ВУЗ: Не указан

Категория: Не указан

Дисциплина: Не указана

Добавлен: 10.09.2024

Просмотров: 341

Скачиваний: 0

ВНИМАНИЕ! Если данный файл нарушает Ваши авторские права, то обязательно сообщите нам.

Если результат совместного творчества режиссера и оператора по созданию изображения мы называем последовательностью пла­стических образов, то плод совместного труда режиссера и звуко­режиссера без всяких оговорок следует называть последовательно­стью звуковых и звукозрительных образов.

Самый блистательный в России звукооператор и педагог, автор нескольких интереснейших работ о кино Яков Евгеньевич Харон начинал цикл лекций для студентов с простого примера. Он пред­лагал записать, как ножом режется хлеб, а потом определить на что это больше всего похоже. Догадаться, что за теми звуками, которые идут с пленки, стоит процесс резания пшеничного батона оказа­лось невозможно. Звуки были больше похожи на звуки пилы. Я. Харон развил утверждение Р. Клера, что «прямое воспроизведение действительности не создавало впечатления реальности».

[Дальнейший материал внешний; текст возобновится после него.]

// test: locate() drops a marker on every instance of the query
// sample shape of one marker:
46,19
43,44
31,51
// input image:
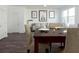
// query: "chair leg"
46,50
28,50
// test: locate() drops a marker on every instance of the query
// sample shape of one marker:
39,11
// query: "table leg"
36,46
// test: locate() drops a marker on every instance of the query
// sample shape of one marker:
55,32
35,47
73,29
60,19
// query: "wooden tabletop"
49,33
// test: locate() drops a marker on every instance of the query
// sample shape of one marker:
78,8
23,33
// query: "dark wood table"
51,36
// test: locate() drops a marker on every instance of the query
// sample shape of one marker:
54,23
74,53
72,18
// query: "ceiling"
47,6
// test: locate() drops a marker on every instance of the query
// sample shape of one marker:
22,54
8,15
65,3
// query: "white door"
3,22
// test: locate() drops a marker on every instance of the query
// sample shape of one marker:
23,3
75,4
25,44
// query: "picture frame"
33,14
42,15
51,14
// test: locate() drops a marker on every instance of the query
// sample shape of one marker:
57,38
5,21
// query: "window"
68,16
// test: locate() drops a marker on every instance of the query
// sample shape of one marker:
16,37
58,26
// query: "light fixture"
45,5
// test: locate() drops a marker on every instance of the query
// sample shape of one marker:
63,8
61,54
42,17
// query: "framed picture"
33,14
51,14
43,15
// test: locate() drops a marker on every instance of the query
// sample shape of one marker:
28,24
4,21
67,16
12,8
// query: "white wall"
76,15
3,21
56,19
15,19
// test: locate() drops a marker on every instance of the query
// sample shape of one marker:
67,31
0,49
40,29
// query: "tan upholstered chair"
72,41
29,36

Больше того, далеко не всегда звук реального, снятого на плен­ку, объекта имеет право быть вставленным в окончательную фоно­грамму произведения, исключая, конечно, случай сугубо докумен­тального подхода к записи. Звуки различных действий, объектов и событий нельзя записать как-нибудь. Их следует отбирать, а сочетание звуков строить, как отбираются и строятся пластические образы фильмов и добротных передач.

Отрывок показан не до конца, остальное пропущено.